What’s on your Australia Day menu? Kanga burgers?
Kanga burger

Kanga burger

Hot Smoked Lemon Myrtle Crocodile?  Barramundi with Green Ants?  Wattleseed pavlova? Just kidding. But it’s odd, isn’t it, how we still shy away from using native Australian ingredients in our cuisine. Here we live on a continent which offers up to 4,000 different varieties of edible bush foods, yet how many of them do we use in our actual cooking? Kangaroo meat is one; barramundi another; the quandong a third.
quandongs

Quandongs

You could stretch it to 40 or 50 if you include yabbies and some seafoods. But really, who among us has tasted a Davidson Plum or a lillipilli or a red monkey nut?  We’ve all heard of witchetty grubs, but how many of us have eaten them. What about the cheeky yam, emus, pigweed and wild rice?
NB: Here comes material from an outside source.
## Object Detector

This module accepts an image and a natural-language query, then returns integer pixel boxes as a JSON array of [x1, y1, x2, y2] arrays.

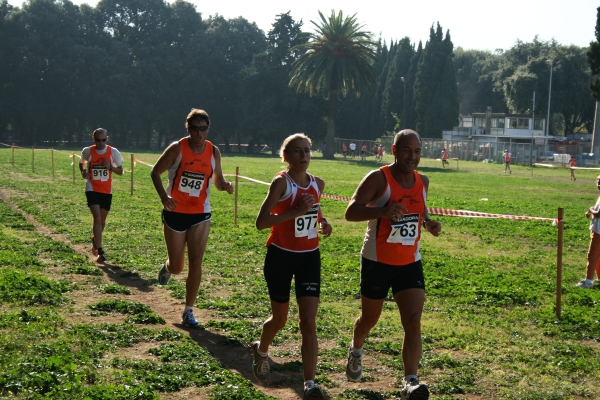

And despite all the current talk about foraging, which of our leading chefs are making use of these foods?
Macadamias

Macadamias

Not only has Australia, in contrast to other continents, contributed almost no edible crops to the world food supply – one exception being the macadamia nut (and it took the Americans to grow it commercially) – but Australian immigrants have not incorporated anything native into their diets, unlike the American settlers who have at least embraced pumpkin, corn and cranberries from the native diet into their 21st century diets. We’ve been busily patting our back over the past decade or so for our acceptance and adaptations of different cuisines (Vietnamese, Thai, Brazilian, Chinese, Italian, Argentinian) while continuing to ignore what is all around us – and which, quite literally, often stares us in the face. Over the past 220 years, we’ve not embraced a single aspect of Aboriginal cuisine,  yet we dare to talk about a developing Australian cuisine. Absurd, isn’t it?